Smart phones are like Swiss army knives for adults. Most of us could have never dreamed that a single device small enough to fit in one hand could serve as a phone, a video camera, a flashlight, and a powerful computer. Each year, smart phones incorporate more features, and more apps are developed that enable them to both simplify our lives and make them more secure.
For example, most people now use their smartphones to do at least some of their banking. Depositing a check is now as easy as taking a photo of it and sending it electronically to your bank. The majority of people have also used their smartphones to pay for products or services. Since the advent of the cloud enabled people to access information from anywhere on multiple devices, business owners can even manage their businesses from their smart phones. There are services that enable business owners to do everything from product inventory to generating sales reports without having to go to the office.
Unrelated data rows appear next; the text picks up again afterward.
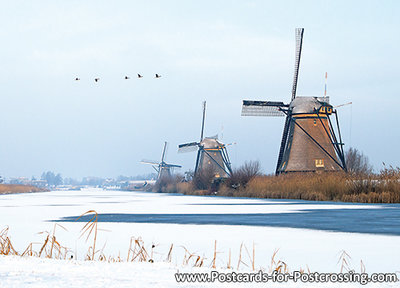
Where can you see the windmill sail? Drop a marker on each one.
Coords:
(188, 147)
(299, 44)
(263, 108)
(286, 134)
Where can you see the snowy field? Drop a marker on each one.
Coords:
(28, 214)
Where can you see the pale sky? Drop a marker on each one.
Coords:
(219, 51)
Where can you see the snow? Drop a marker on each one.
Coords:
(28, 214)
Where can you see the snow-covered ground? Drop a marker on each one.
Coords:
(28, 214)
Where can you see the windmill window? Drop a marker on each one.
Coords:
(319, 163)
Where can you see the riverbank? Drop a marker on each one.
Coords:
(375, 188)
(15, 189)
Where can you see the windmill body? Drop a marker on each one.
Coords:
(212, 154)
(164, 170)
(309, 142)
Future Features of Smart Phones—Augmented Reality
Considering how quickly these things have become the norm, it’s become tempting to look forward to a cashless society in which everyone has the ability to work from their favorite mountain top or coffee shop. That reality may be closer than we realize, but there are other equally amazing realities on the smartphone horizon. According to one recent article, some of the features predicted to be incorporated into smartphones in the near future include augmented reality, or AR. This feature would allow smartphone users to point the camera at something and get detailed information about what it is “seeing”. For example, pointing the camera at a restaurant might result in that restaurant’s menu, complete with specials and prices, popping up on your screen. There are already AR apps available
Flexible Screens,Built in Projectors, and 3D Holograms
A new technology called Organic Light-Emitting Diode (OLED) has made it possible to make screens so thin that they can be folded. Not only that, but each side of the screen can be utilized simultaneously for different purposes. You’ll also be able to adjust screen size by folding or unfolding the screen. There is already a prototype developed by Ikev that you can see here. For people for whom no screen is big enough, they’ll be able to turn entire walls into screens using smart phones with built-in projectors. This feature can turn a smartphone into an entire game console with no need for a television screen. There are already a few smartphones that offer a 3D experience, including the LG Optimus 3D, and the Samsung AMOLED 3D. So what happens after 3D?
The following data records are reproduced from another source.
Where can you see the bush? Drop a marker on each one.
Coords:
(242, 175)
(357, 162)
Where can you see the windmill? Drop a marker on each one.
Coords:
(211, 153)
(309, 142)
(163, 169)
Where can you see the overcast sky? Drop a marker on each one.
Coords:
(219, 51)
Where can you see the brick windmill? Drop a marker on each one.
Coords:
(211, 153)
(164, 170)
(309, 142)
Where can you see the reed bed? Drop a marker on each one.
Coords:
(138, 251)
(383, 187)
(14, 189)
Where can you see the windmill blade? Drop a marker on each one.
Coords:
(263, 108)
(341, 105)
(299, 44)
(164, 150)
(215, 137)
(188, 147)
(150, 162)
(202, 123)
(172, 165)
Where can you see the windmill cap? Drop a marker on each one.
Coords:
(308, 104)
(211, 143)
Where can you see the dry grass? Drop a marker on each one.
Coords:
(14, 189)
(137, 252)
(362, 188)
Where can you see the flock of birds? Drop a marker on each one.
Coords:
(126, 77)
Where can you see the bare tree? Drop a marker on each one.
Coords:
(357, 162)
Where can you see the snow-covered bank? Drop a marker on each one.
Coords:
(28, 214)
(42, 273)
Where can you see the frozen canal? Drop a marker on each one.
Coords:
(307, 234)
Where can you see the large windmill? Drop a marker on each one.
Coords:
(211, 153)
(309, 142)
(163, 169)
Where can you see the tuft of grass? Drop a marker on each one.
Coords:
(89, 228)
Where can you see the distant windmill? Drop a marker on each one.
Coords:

The Future of SmartPhone Security
According to one article, the frustration of having to constantly change and remember new passwords for security purposes may be over soon. Fujitsu, a Japanese technology company has developed a prototype of a smartphone that utilizes iris scanning technology to identify the owner. To help solve the problem of people looking over your shoulder while you are viewing sensitive data, other companies, such as Dell, have produced software that pixelates the screen in such a way that the contents are only visible to the user.
Smart Phones and Health
According to the Wall Street Journal, even health care will be affected by some amazing new smartphone features. For example, smart phones are predicted to be able to scan and send samples of body fluids straight to your doctor. Dr. Eric Topol also predicts that they will be able to take x-rays. If that sounds far-fetched, consider that there is a new app that uses a smartphone microscope to detect blood parasites.
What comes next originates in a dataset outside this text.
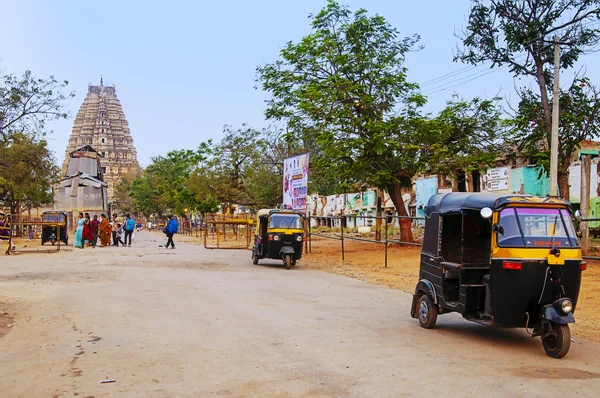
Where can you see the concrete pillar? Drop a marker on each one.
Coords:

Build Your Own Smart Phone
The future of smartphones will include the ability to build your own, perhaps with a graphene screen. Google’s Project Ara is experimenting with providing a skeleton to which people can add the components they most want. Individual parts can be replaced, rather than replacing the entire phone because one element is malfunctioning. Smart phones of the future will reflect their owners’ personal preferences while simplifying their lives even more than they do today.